Friday, 1 July 2011

Steps To Setup Self Managed Super Funds In Australia

Self Managed Super Funds in Australia (SMSF) is a fund designed for few, not everyone. No doubt, it gives you greater control over your investments and a wider choice of assets in which to invest. But the sole purpose of an SMSF is to set up the fund, solely to pay retirement benefits to members and you cannot use assets in the fund for your current enjoyment.

You need to have minimum of $200,000 in super, otherwise the administrative costs would probably make the venture uneconomical. In addition to establishment costs, you can expect to spend some $1000 to $1500 a year on running your fund. Apart from the cost, you also need the skills and time to manage SMSF.
The first thing you need to do is consult your legal financial accountant and prepare a trust deed, which sets out the details of the trustees, how they are appointed, their powers and the conditions for contributions and benefit payments.

All SMSFs must have trustees above 18 years of age. As a trustee, few responsibilities include filing an annual Australia tax return, lodging member contributions statements and appointing an approved auditor to complete the annual audit.

The next step is to elect to be regulated by the Superannuation Industry (Supervision) Act (SISA) in order to receive concessional tax conduct.

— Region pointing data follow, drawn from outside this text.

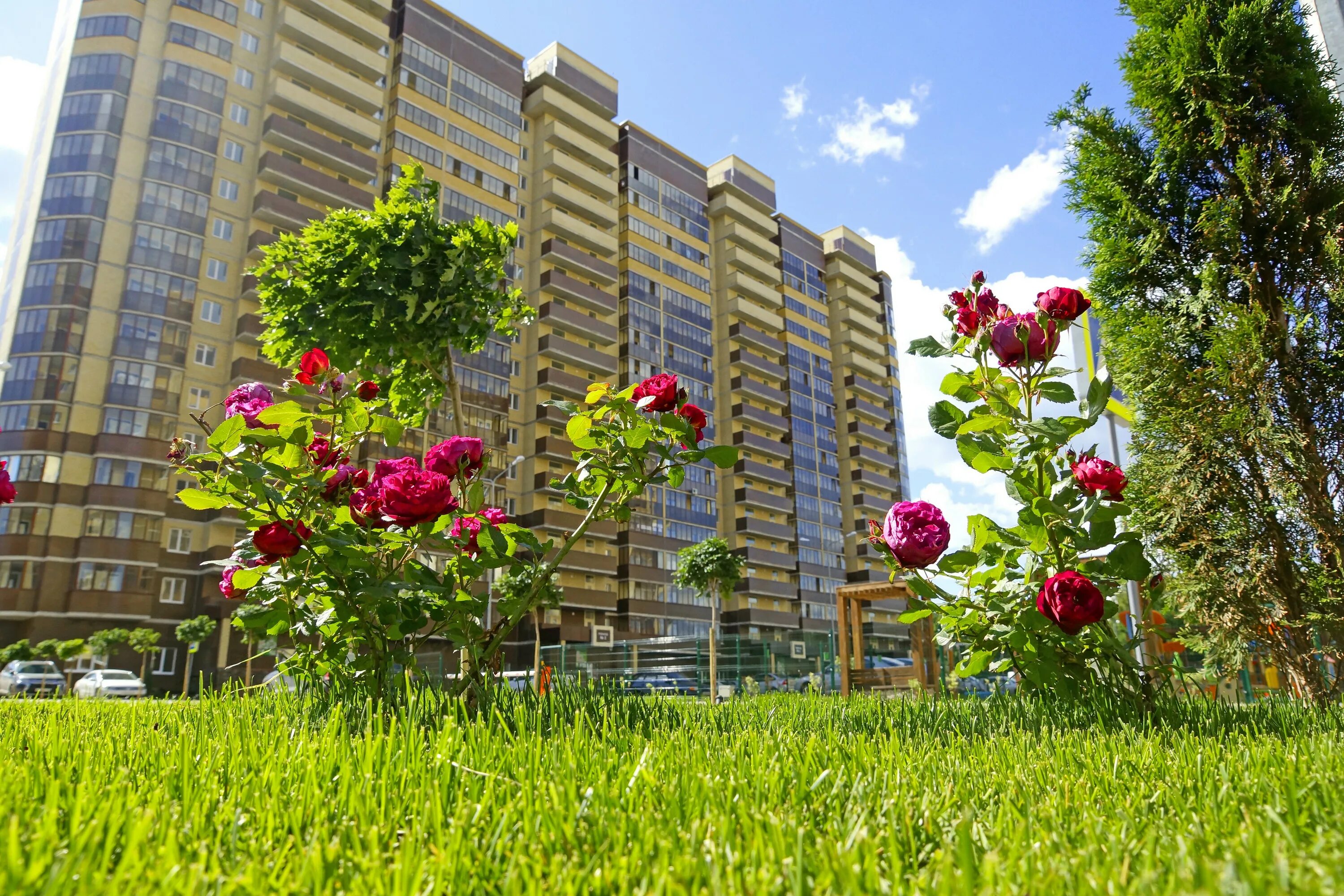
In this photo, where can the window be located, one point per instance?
(166, 661)
(179, 540)
(172, 590)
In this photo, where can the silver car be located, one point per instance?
(31, 677)
(109, 683)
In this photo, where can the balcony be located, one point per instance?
(311, 144)
(250, 370)
(564, 350)
(756, 389)
(562, 382)
(577, 232)
(761, 445)
(753, 362)
(578, 202)
(879, 416)
(569, 257)
(312, 183)
(277, 210)
(756, 526)
(867, 388)
(335, 82)
(354, 127)
(336, 46)
(750, 287)
(745, 413)
(758, 499)
(558, 315)
(580, 146)
(756, 316)
(757, 470)
(765, 342)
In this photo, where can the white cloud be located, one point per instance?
(795, 101)
(1014, 195)
(19, 103)
(865, 132)
(937, 472)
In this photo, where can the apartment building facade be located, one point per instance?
(187, 135)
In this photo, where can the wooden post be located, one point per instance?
(843, 642)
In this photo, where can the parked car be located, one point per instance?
(31, 677)
(111, 683)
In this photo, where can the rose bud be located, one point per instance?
(660, 389)
(917, 534)
(1096, 476)
(250, 400)
(1070, 601)
(1062, 303)
(1021, 339)
(281, 538)
(312, 366)
(697, 418)
(416, 496)
(459, 456)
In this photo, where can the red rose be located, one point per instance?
(1070, 601)
(281, 538)
(366, 507)
(7, 491)
(697, 418)
(416, 496)
(1062, 303)
(312, 366)
(1094, 476)
(1021, 339)
(461, 454)
(917, 534)
(662, 389)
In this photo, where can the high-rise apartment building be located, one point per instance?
(187, 135)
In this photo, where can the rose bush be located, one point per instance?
(1039, 597)
(359, 569)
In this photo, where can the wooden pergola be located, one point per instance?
(850, 599)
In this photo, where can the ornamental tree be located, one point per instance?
(1037, 597)
(361, 569)
(390, 293)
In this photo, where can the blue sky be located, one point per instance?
(922, 125)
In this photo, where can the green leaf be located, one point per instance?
(1057, 392)
(722, 456)
(928, 347)
(1127, 560)
(198, 500)
(945, 418)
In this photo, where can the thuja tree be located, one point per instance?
(389, 293)
(1037, 597)
(1214, 221)
(362, 569)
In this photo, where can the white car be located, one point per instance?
(109, 683)
(31, 677)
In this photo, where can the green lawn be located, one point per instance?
(776, 794)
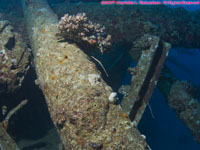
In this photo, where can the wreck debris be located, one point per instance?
(82, 31)
(187, 107)
(81, 111)
(6, 142)
(14, 58)
(144, 75)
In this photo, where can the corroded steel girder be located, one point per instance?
(76, 95)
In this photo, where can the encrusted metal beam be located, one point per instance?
(144, 75)
(79, 101)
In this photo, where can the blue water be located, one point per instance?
(165, 131)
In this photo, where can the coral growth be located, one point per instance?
(14, 58)
(79, 29)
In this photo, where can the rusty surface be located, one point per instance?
(144, 75)
(76, 95)
(183, 100)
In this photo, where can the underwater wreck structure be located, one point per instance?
(82, 106)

As trustees, you have 60 days to lodge your election with the Tax Office. You do this by completing an application form to register for the new tax system superannuation entity. This can be done online at the Australian Business Register or by contacting personally. On submitting this form, you will be issued with a tax file number and an Australian business number.

Next step is to prepare an investment strategy, with the help of legal financial advisor, that takes into account risk, return, diversification, liquidity, cash flow, asset allocation and the ability to discharge existing and prospective liabilities.

The fourth step is to open a bank account in the name of the fund to keep your superannuation fund assets separate from your personal assets.

Harsh penalties can apply if you break the requirements set out in the legislation, such as failing to meet the sole purpose test of saving for your retirement or the fund borrowing money to invest. You also need to make important decisions about how to structure and run your fund.